Jim and his wife are One Meal A Day (OMAD) advocates, albeit by his own admission they are not super-strict. Still, both have watched their waistlines return. As they age into their early seventies they enjoy vibrant good health, their biggest medical bill these days is likely their sneakers, which regularly wear out from their daily 5km walks.
As a people, we often lie to ourselves and others about the quality of our diets. Medium writer Robert Roy Britt offers a couple of articles about that and how to eat better, noting that diets don't work, they don't work and they will NEVER work. Diets are by definition temporary.
If you aren't willing to make a fundamental lifestyle change, nothing else changes either and you may be much worse off.
To that:
This past year I've thrown myself into much more reading, including one of my favorite doctor authors, Dr. Robert Lustig. This book offers more and yet more solid proof about how the American "diet" is killing us off and what to do about it:
I'm genuinely past caring about crap diets, just as I am past caring about miracle stories about people who dumped 100 lbs in a year and NOW LOOKIT ME.
Kindly, two things. Talk to us in thirty years. Why? Funny how silent those folks get a few months or a year later when, kindly, the AFTER photo has begun to look remarkably like the BEFORE again. That's why.
The stats are against all of us, which is why it serves us to keep it zipped until we've kept it off a damned long time. I have, therefore I do write about it.
Second, if you're going to listen to people, read the folks who HAVE done it. I recommend Medium's Dr. Mehmet Yildiz, who is incredibly prolific on the topic of health. You may not have his discipline, but I recommend reading his stories because he walks his talk and provides all the relevant research you need to validate what he says. Yildiz cured many health issues through diet and exercise and his example is worth exploring.
I want you to age well. Starving yourself is not aging well, and making being skinny the point is just plain stupid. There are many of us who will never be thin, for their body wasn't designed that way. Big doesn't necessarily mean ill. Ill is ill.
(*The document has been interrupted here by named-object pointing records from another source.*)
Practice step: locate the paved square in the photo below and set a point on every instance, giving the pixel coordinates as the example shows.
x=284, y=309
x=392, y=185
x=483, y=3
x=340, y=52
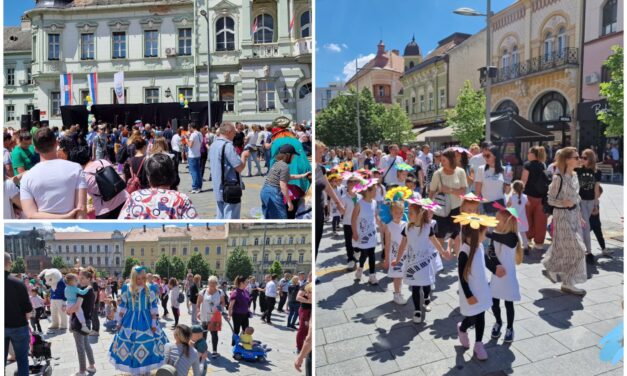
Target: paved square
x=360, y=331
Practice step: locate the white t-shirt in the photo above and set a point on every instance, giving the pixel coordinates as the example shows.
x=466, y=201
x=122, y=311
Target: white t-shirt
x=51, y=184
x=194, y=140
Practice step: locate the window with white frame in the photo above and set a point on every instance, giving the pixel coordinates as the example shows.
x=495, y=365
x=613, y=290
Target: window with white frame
x=263, y=29
x=10, y=112
x=225, y=34
x=265, y=95
x=305, y=24
x=54, y=46
x=151, y=43
x=185, y=42
x=152, y=95
x=88, y=46
x=119, y=45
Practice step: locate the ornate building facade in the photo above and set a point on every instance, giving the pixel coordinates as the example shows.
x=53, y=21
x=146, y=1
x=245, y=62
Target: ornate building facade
x=259, y=66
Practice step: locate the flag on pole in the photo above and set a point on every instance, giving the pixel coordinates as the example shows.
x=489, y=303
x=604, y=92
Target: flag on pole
x=66, y=89
x=92, y=82
x=118, y=86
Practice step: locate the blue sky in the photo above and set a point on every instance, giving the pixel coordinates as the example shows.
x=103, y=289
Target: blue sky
x=345, y=32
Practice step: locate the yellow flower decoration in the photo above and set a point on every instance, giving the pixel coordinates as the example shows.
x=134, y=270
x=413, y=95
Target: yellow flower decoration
x=398, y=193
x=475, y=220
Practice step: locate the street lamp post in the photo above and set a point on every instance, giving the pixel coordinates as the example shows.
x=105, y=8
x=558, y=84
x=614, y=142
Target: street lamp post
x=488, y=79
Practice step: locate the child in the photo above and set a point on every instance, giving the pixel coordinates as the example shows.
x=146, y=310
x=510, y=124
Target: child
x=518, y=201
x=419, y=270
x=349, y=199
x=509, y=253
x=474, y=293
x=364, y=223
x=38, y=305
x=393, y=238
x=72, y=295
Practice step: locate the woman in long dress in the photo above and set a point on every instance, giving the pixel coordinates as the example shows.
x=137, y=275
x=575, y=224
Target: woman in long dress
x=566, y=256
x=139, y=344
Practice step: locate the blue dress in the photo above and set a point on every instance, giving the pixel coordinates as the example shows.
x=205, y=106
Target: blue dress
x=135, y=348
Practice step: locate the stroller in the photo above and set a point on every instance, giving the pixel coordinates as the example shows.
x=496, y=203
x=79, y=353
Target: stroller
x=240, y=353
x=40, y=352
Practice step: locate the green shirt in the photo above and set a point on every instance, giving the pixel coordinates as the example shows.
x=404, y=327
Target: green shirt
x=22, y=158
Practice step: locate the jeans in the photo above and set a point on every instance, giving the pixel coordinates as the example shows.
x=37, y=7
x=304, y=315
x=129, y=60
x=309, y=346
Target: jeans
x=293, y=315
x=228, y=211
x=194, y=170
x=20, y=338
x=272, y=203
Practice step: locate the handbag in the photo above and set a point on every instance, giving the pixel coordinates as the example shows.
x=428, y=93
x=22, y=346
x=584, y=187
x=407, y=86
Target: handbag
x=231, y=191
x=109, y=182
x=443, y=200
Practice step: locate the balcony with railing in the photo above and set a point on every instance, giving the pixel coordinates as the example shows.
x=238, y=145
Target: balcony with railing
x=544, y=63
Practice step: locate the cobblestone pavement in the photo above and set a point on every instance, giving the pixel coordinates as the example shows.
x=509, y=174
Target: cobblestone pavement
x=360, y=331
x=281, y=341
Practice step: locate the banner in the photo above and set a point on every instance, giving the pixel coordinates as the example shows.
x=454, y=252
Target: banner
x=66, y=89
x=118, y=86
x=92, y=82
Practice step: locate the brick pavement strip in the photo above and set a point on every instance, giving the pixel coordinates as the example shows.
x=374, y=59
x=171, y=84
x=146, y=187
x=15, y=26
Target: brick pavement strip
x=281, y=358
x=360, y=331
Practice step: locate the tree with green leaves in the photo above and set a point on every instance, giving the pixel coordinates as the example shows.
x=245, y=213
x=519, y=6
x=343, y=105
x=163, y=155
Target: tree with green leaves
x=238, y=263
x=58, y=263
x=164, y=267
x=468, y=116
x=18, y=266
x=613, y=90
x=199, y=265
x=276, y=268
x=128, y=264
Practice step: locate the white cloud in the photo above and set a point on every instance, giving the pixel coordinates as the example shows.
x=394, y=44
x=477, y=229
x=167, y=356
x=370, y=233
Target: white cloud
x=349, y=67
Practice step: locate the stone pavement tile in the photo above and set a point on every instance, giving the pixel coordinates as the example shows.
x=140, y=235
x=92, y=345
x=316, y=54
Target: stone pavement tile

It begins with what we feed ourselves, how we move ourselves and how we surround ourselves with support systems.
To that then, there is one more key element which overrides a bit but not much of the above: our expectations. Dave Robson wrote The Expectation Effect:
...which is a fascinating journey through the mind's ability to set and meet expectations. Not The Secret, not a panacea, but for my part, it's a magnificent treatise on how changing our mind about ourselves, our bodies, our aging process and so much more can profoundly affect our outcomes.
Age in every single way is a mindset. I can do what I do at 70 because of the hard work I have been willing to do to be fit, eat well and adjust as needed. The number is meaningless to me; I wake up bloody well grateful and raring to go, and go to bed grateful and ready to sleep hard. I operate based on how I feel. Not what my license. I have a license to live very well. It's earned, not guaranteed.
When we treat our bodies, bellies and brains like the miracles they are and life like the miracle it is we don't end up stooped, cooped up and constipated. We stay active and happy, which is available to most of us. I strongly recommend the above reads and welcome your additional suggestions.
We are out of excuses. Recently a woman barely HALF MY AGE said to me, without joking, that she was too old to start exercising at the gym.
Yeah honey, if you say so. And that is precisely the point.
So, one more for the road from Robert Roy Britt:
Yeah you can. But not if you're sitting around making excuses like I'm too old. What utter nonsense.
What do you want to be true about you? You and I can change at any time. Adapt at any time. Reap the rewards at any time.
When are you going to level up? Now might be a fine, fine time.